Ist es eine menschliche Ureigenart, voyeuristisch veranlagt zu sein und die Geschichten der Mitmenschen zu verschlingen, wie die Brotzeit am Mittag? Oder haben sich die Medienformen, die mithilfe von menschlichen Geschichten berichtet werden, erst im Rahmen pseudo-realistischer Dokusoaps entwickelt?
Ich kenne die Antwort nicht, aber gerne habe ich im Bereich „Storytelling“ recherchiert. Denn meine Fragen sollen heute sein: Was macht eine gute Story aus? Wie ergründet man, was die Leser interessiert? Wie schafft man einen Spannungsbogen mit Niveau?
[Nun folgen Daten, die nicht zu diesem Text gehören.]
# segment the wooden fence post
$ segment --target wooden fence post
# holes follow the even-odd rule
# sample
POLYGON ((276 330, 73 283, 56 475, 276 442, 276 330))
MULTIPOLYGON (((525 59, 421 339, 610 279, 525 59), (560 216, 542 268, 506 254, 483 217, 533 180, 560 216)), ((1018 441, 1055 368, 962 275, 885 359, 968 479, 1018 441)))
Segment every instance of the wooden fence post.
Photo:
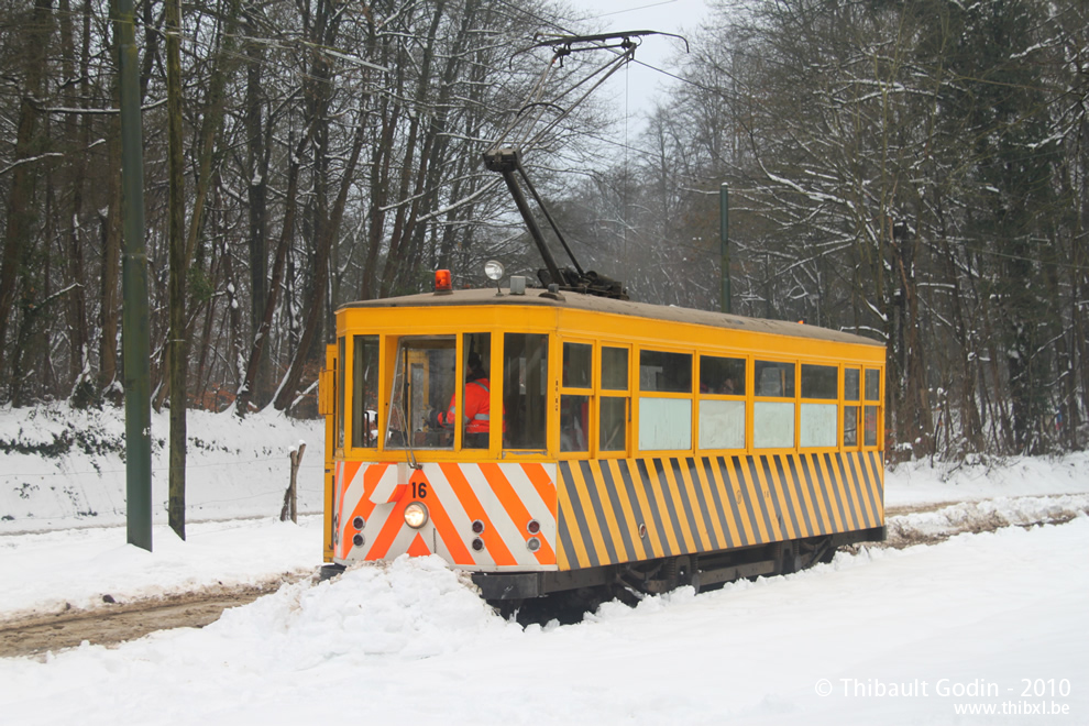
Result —
POLYGON ((286 521, 288 517, 292 521, 298 524, 299 512, 298 512, 298 487, 296 481, 298 480, 299 464, 302 463, 302 453, 306 451, 306 443, 299 442, 298 449, 292 450, 292 483, 287 485, 287 491, 284 492, 284 508, 279 510, 279 520, 286 521))

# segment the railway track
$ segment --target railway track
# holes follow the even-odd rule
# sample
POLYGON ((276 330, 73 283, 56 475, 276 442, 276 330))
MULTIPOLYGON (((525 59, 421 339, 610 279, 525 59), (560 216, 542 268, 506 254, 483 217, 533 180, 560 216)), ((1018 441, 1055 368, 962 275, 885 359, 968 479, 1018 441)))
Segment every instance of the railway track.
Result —
MULTIPOLYGON (((1010 517, 989 506, 991 501, 942 503, 917 507, 890 507, 887 510, 889 539, 880 544, 904 549, 915 544, 935 544, 966 532, 993 531, 1002 527, 1032 527, 1069 521, 1079 513, 1089 514, 1089 495, 1070 495, 1070 506, 1018 507, 1010 517), (932 515, 932 516, 926 516, 932 515)), ((1012 502, 1047 502, 1055 497, 1016 497, 1012 502)), ((298 582, 316 573, 292 572, 271 578, 260 585, 216 585, 189 593, 116 603, 103 596, 101 606, 91 609, 66 609, 10 619, 0 616, 0 658, 43 656, 48 651, 78 647, 84 641, 112 646, 141 638, 156 630, 201 628, 215 623, 223 610, 246 605, 275 592, 285 583, 298 582)))

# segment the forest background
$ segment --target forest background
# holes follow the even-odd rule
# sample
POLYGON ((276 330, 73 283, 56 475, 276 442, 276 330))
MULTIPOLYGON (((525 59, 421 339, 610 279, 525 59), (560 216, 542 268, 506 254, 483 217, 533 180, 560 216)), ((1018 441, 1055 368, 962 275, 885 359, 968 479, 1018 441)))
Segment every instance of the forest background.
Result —
MULTIPOLYGON (((895 455, 1084 449, 1089 6, 708 6, 638 133, 592 97, 522 147, 583 266, 718 309, 725 183, 733 311, 886 342, 895 455)), ((110 13, 0 6, 3 405, 119 400, 110 13)), ((339 305, 443 267, 480 286, 488 258, 536 278, 481 153, 548 63, 538 34, 597 30, 550 0, 138 2, 153 405, 184 340, 190 407, 314 416, 339 305)), ((591 55, 543 99, 570 106, 591 55)))

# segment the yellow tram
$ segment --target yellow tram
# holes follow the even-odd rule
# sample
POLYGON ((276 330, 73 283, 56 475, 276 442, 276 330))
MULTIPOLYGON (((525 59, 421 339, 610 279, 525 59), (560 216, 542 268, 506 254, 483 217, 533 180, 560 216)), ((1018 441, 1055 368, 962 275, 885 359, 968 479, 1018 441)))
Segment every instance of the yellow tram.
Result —
POLYGON ((438 554, 517 602, 883 539, 883 345, 524 282, 337 311, 327 562, 438 554))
Was macht eine gute Story aus?
Es erinnert ein wenig ans Kochen, denn eine gute Geschichte braucht viele Zutaten und ein ausgeklügeltes Rezept. In einer Story gibt es Figuren, die miteinander interagieren und mit- oder gegeneinander handeln. Was jetzt klingt wie Teilnahmebedingungen für einen Kurzgeschichten-Wettbewerb, ist ebenso im klassischen Journalismus gängige Praxis.
Im Journalismus geht es den Lesern darum, von Menschen zu lesen, die etwas erlebt oder durchlebt haben, die eine Vision haben oder für ein Ziel kämpfen, das sie gemeinsam oder in der Gruppe zu erreichen versuchen. Vorbei ist die Zeit, in der das Nonplusultra einer guten Geschichte das Zitat am Anfang ist. Das kann sein, muss es aber nicht.
„Storytelling“ fordert mehr. Es möchte Ungewöhnliches zu Tage fördern, möchte sprachliche sowie inhaltliche Spannungsbögen kreieren und dabei sich einer ganzen Bandbreite an Literarischem, Dramatischen und Sprachlichen bedienen. „Storytelling“ erinnert an die Reportage, doch ist sie auch Kunst. Die Kunst, dem Leser in Form eines Porträts oder eines Features die Geschichte miterleben zu lassen.
Wie ergründet man, was die Leser interessiert?
Interessant sind Geschichten von Menschen. Die Termine, auf die freie oder angestellte Journalisten pilgern, bleiben allerdings dieselben. Nur die Arbeit kann mit dem Arbeitsauftrag „Storytelling“ durchaus komplizierter und damit auch aufwendiger werden. Ein Praxisbeispiel: Eine Gemeinderatssitzung kann immer wieder interessante Details für die Bevölkerung bieten, wie beispielsweise die Gebührensatzung für den örtlichen Kindergarten. Der gängige Weg ist es, über die neuen Gebühren – im Vergleich zur vorangegangenen Satzung – zu berichten.
„Storytelling“ wäre hingegen mit Eltern zu sprechen, die Hintergründe zu beleuchten, warum die Gebühren erhöht wurden, und vielleicht beim Recherchieren herauszufinden, dass die Kindergärtnerin selbst höhere Gebühren bei der Kommune gefordert hat. Der Grund: Sie lebt in einem anderen Ort und zahlt für ihren eigenen Nachwuchs gut 50 Prozent mehr, als die Eltern für den Kindergarten zahlen, in dem sie arbeitet.
Wie schafft man einen Spannungsbogen mit Niveau?
Der Sprung ins kalte Wasser hat sich bewährt. Das heißt: Am Anfang einer guten Geschichte steht bereits der erste Höhepunkt. Die wichtigen Hintergrundinformationen werden dann im nächsten Abschnitt nachgeliefert. Anschließend folgt der Spannungsbogen wieder einem Aufwärtstrend – mit Kurs auf den nächsten Höhepunkt.
An dieser Stelle ist wohl ein kurzer Exkurs zum Niveau von Spannungsbögen angebracht. Mord, Totschlag oder eine Intrige sind die Könige der Spannungsbögen – in der Yellow Press. Die Regenbogenpresse, oder auch Sensationspresse genannt, zielt hierbei auf die Gier der Menschen nach Tragödien ab. Niveau wird aber hier an manchen Stellen vergebens gesucht.
Tipp: Ein Spannungsbogen kann auch sprachlich erzeugt werden und muss nicht auf Kosten von Menschen gehen. Soll heißen: Wer die Kunst beherrscht, seine Leser mit ausgewählten Worten mit auf die Reise von Geschichtenhöhepunkt zu Geschichtenhöhepunkt zu nehmen und dabei weiß, wie und wann er welches Zitat zu positionieren hat, der hat „Storytelling“ begriffen und gelernt umzusetzen. Eine Geschichte muss nicht zwingend reißerisch sein, sondern kann auch einfach mit Worten fesseln.